Associate Professor University of California Irvine Orange, California, United States
Purpose: To assess resource utilization and screening eligibility among patients age 40 and older undergoing diagnostic breast imaging for breast pain alone, and to evaluate clinical characteristics and outcomes.
Methods/Materials: We retrospectively reviewed 671 patients age 40 and older without a history of breast cancer who underwent diagnostic breast imaging for breast pain alone at our institution from 1/2022 to 12/2022. Patients were considered eligible for screening if no prior mammograms were available in our system or their most recent bilateral mammogram was more than 12 months prior to presentation.
Results: In 671 patients with breast pain, 533 bilateral and 70 unilateral diagnostic mammograms and 209 bilateral and 439 unilateral diagnostic breast ultrasounds were performed. At time of imaging, 68% (455/671) of patients were eligible for screening mammogram. Most patients (564/671) were given BI-RADS 1 or 2. Sixty-four patients were given BI-RADS 3, nearly half for ultrasound-only findings. Forty-eight findings in 43 patients were recommended for biopsy (BI-RADS 4), with seven malignancies identified (2 IDC, 4 DCIS, 1 implant-associated lymphoma).
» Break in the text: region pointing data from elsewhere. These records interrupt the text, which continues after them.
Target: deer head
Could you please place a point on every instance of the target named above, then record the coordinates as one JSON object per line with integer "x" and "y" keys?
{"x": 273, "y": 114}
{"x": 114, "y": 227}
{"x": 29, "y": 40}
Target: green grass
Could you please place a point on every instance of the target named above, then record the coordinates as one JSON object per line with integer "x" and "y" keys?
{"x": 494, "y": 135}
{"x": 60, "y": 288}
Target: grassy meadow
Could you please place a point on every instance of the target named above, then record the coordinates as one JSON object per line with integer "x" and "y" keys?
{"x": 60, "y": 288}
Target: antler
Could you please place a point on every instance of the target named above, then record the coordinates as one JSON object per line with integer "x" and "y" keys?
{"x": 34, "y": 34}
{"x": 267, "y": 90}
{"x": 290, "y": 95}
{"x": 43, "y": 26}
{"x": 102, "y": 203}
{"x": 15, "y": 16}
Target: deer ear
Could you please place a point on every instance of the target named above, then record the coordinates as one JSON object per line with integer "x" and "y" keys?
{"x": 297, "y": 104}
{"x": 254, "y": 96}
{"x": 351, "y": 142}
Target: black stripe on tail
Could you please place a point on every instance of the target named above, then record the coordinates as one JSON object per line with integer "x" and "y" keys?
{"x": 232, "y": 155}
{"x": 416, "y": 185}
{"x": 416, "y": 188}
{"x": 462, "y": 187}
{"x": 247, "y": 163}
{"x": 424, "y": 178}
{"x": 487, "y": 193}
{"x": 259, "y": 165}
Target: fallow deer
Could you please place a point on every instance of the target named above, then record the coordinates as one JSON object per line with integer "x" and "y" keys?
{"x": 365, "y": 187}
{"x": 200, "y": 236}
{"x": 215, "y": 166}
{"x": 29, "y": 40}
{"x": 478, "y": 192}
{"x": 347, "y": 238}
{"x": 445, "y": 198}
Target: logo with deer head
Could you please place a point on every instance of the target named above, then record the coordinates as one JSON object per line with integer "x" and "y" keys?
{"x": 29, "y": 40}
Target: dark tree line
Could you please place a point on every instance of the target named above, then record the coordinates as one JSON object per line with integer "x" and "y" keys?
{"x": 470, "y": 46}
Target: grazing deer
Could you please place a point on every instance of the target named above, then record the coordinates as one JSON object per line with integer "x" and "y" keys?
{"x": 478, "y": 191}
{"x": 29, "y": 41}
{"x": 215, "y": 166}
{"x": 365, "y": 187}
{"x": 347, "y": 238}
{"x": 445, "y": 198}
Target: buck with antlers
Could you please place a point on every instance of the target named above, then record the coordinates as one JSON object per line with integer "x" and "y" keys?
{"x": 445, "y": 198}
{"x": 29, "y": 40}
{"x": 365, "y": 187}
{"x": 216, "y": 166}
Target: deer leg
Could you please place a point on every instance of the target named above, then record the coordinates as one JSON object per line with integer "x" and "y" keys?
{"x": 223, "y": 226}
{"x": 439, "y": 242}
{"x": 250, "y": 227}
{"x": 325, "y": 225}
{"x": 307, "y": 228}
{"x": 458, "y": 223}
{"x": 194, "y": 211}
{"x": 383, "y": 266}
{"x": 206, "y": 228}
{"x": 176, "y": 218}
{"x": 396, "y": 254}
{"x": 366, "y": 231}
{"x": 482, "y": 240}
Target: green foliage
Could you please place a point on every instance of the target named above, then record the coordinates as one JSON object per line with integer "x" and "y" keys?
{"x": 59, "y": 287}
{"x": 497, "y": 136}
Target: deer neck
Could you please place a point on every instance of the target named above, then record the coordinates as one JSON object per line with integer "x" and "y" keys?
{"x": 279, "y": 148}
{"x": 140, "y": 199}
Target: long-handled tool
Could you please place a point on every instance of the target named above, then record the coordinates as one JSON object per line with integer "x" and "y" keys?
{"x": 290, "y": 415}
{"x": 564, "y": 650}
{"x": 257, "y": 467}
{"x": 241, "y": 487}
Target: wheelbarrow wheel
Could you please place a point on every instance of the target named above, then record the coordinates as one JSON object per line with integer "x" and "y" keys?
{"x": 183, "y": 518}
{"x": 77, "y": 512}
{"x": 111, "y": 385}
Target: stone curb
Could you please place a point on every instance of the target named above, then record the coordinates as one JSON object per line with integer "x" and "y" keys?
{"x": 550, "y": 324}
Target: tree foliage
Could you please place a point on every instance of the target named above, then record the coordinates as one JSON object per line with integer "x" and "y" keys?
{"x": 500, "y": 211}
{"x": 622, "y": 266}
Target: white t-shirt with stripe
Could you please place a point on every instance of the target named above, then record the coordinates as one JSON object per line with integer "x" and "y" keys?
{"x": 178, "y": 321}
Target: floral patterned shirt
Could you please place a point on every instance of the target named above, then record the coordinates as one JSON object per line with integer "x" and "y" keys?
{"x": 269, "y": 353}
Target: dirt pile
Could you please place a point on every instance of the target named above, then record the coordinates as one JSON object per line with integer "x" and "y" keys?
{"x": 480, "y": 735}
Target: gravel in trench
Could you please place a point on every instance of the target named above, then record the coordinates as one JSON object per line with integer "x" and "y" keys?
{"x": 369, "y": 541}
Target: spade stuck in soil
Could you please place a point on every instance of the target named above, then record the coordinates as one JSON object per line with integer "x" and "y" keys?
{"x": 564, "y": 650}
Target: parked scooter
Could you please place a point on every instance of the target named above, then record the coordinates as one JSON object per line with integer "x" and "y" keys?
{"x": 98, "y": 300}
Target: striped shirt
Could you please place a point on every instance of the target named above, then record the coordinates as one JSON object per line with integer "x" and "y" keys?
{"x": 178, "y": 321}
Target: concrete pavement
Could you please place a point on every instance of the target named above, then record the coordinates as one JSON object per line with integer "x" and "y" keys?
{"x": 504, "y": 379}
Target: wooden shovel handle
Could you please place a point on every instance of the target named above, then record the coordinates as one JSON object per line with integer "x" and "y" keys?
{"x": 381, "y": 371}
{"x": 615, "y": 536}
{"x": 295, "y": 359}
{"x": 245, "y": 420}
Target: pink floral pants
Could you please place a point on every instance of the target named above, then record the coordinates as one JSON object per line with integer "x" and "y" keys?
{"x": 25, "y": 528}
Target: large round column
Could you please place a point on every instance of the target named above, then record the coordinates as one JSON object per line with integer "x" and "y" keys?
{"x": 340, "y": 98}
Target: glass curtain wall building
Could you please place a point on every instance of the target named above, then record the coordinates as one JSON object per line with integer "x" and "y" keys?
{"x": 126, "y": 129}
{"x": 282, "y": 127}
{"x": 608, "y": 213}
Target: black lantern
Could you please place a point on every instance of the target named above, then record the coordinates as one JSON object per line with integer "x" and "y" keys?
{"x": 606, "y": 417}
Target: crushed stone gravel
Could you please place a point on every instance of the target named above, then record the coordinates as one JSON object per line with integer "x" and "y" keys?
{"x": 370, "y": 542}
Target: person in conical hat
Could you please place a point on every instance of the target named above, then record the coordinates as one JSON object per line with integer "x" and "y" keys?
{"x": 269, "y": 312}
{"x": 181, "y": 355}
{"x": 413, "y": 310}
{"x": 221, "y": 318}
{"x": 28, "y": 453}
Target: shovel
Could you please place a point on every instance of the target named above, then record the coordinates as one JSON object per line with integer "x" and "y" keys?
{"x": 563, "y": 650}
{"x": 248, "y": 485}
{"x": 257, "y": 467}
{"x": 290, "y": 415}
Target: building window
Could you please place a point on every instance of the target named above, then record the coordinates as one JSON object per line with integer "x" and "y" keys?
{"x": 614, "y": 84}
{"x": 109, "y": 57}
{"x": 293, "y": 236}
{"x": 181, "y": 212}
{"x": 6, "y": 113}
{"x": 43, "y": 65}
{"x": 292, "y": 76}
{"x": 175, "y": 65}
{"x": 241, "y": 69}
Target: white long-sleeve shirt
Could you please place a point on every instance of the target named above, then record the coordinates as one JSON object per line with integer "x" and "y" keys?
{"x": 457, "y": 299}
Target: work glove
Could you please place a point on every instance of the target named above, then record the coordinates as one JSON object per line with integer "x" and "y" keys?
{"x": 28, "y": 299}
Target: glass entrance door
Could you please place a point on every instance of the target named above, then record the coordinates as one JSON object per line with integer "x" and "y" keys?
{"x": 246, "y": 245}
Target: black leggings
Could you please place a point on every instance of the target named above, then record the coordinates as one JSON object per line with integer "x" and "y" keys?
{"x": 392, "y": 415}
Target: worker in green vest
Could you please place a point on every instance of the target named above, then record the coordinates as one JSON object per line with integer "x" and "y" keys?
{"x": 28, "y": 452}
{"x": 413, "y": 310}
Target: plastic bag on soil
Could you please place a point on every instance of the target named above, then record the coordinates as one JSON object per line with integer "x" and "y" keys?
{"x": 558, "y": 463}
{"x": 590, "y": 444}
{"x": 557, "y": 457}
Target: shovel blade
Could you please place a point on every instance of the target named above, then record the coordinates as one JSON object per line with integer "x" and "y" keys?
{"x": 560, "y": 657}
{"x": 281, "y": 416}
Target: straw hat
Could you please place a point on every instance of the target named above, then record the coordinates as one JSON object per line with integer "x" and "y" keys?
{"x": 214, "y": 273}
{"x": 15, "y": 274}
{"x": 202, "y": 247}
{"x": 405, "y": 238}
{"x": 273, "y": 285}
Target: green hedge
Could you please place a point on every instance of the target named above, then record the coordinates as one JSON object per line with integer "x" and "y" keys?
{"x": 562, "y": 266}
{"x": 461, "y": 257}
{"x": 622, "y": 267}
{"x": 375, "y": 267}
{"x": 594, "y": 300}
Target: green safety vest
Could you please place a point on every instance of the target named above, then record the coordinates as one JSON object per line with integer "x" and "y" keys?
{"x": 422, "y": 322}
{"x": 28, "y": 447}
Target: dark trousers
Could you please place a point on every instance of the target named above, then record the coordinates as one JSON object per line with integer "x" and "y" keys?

One biopsy-proven high-risk lesion was upstaged to DCIS at excision. All IDC/DCIS cases had mammographic findings and were in screen-eligible patients, with half having no prior mammograms available. The patient with implant-associated lymphoma had a recent negative screening mammogram and only underwent ultrasound at time of evaluation. 13/48 biopsies were for benign ultrasound-only findings. Among 475 patients given BI-RADS 1, 2 or 3 with at least one-year follow-up, only one malignancy was diagnosed within one year of breast pain presentation - a mammographic finding initially given BI-RADS 3 recommended for biopsy at time of first follow-up with pathology demonstrating DCIS.
Conclusions: Performing diagnostic breast imaging for breast pain alone in patients who are eligible for screening mammography leads to overutilization of healthcare resources without finding additional cancers. Patients with breast pain should first undergo screening mammography, with diagnostic breast ultrasound reserved for patients at risk for implant-associated lymphoma.